How Trump’s new asylum rule puts migrants at risk

By July 16, 2019

On July 15, U.S. President Donald Trump announced a new law that requires migrants to claim asylum in a third country before being able to do so in the United States. 

The rule, which the U.S. government will implement on July 16, states that a migrant attempting to enter the United States across the southern border will not be granted asylum if they did not previously “apply for protection from persecution or torture where it was available in at least one third country outside the alien’s country of citizenship.”

This new law follows Trump’s efforts to persuade Mexico and Guatemala to sign “safe third country” agreements, which would make the two countries responsible for processing asylum requests for those wishing to travel to the United States. 

In U.S. law, a safe third country is defined as where “the alien’s life or freedom would not be threatened” and “where the alien would have access to a full and fair procedure for determining a claim for asylum.” 

Currently, Canada is the only country to have a “safe third country” agreement with the United States, and attempts to involve Guatemala and Mexico in a similar treaty have been criticized. High crime rates and weak state support for migrants in both countries would not guarantee the migrants access to the rights stipulated in the third party agreement legislature.

Read more: How incorrect statistics fuel the negative image of immigrants

In fact, Guatemala’s Constitutional Court voted to block President Jimmy Morales from declaring Guatemala as a safe third country, hours after the country’s government announced it would postpone its meeting with Donald Trump this week. 

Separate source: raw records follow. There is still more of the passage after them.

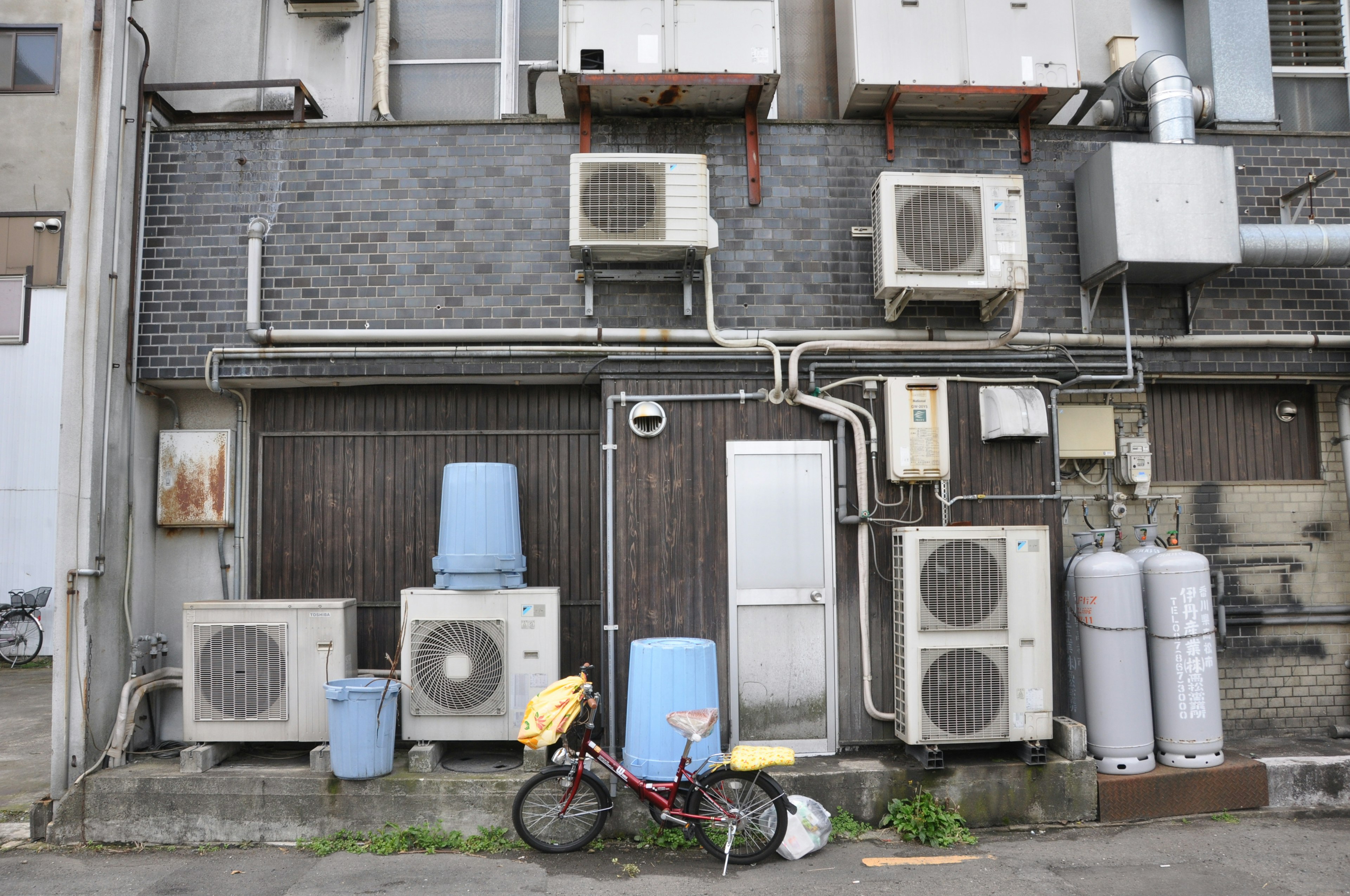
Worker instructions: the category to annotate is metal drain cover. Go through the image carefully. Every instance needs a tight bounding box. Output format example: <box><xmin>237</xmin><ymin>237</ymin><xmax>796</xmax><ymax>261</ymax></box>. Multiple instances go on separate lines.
<box><xmin>440</xmin><ymin>750</ymin><xmax>525</xmax><ymax>774</ymax></box>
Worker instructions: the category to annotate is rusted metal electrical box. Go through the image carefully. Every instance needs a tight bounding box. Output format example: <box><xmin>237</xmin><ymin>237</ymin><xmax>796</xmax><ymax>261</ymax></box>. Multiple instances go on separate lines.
<box><xmin>155</xmin><ymin>429</ymin><xmax>235</xmax><ymax>529</ymax></box>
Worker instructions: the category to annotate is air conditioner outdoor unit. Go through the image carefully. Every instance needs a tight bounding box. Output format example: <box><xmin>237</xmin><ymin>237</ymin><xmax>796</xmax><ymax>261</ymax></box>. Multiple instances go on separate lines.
<box><xmin>400</xmin><ymin>588</ymin><xmax>561</xmax><ymax>741</ymax></box>
<box><xmin>872</xmin><ymin>171</ymin><xmax>1027</xmax><ymax>321</ymax></box>
<box><xmin>182</xmin><ymin>598</ymin><xmax>356</xmax><ymax>741</ymax></box>
<box><xmin>891</xmin><ymin>526</ymin><xmax>1054</xmax><ymax>749</ymax></box>
<box><xmin>568</xmin><ymin>152</ymin><xmax>717</xmax><ymax>262</ymax></box>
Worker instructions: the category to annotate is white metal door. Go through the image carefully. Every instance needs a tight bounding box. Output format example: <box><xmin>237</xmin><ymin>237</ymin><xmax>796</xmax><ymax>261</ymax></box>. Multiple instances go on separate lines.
<box><xmin>726</xmin><ymin>441</ymin><xmax>838</xmax><ymax>754</ymax></box>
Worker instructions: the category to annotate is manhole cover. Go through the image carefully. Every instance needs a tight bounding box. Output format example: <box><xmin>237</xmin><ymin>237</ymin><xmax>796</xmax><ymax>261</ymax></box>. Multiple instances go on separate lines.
<box><xmin>440</xmin><ymin>752</ymin><xmax>525</xmax><ymax>774</ymax></box>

Mexican Foreign Minister Marcelo Ebrard said on Monday that a third party agreement was “not going to happen,” reported AP News, although he added later in the press conference that it would need prior congressional approval. Trump’s recent rule will not affect Mexicans, however, because they would not need to pass through a third country to get to the U.S. border.

For either Mexico or Guatemala to become a “safe third country,” their governments would have to sign a bilateral agreement for the legislation to come into effect. Trump’s new rule removes this necessity and does not require the third countries in question to fulfill the “safe third country” agreements of protection and fair process. Migrants at the southern border who have not applied for asylum in a third country will be sent back to any third country they have previously traveled through to get to the U.S. border. 

There are three exceptions to Trump’s new rule. If a migrant can prove that they applied for asylum in a third country and was denied it, or that they were subject to a “severe” form of human trafficking then they will be eligble to attempt to claim asylum in the United States. 

The third exception is applicable if the migrant has only traveled through countries that are not part of the 1951 Convention relating to the Status of Refugees, the 1967 Protocol, or the Convention against Torture and Other Cruel, Inhuman or Degrading Treatment or Punishment. This applies to just 17 countries, including Barbados, Grenada, India, Myanmar, North Korea and Tonga.


The American Civil Liberties Union (ACLU) has called Trump’s new measure “patently unlawful” and assured that they would “sue swiftly.” Human Rights Watch has also criticized the decision.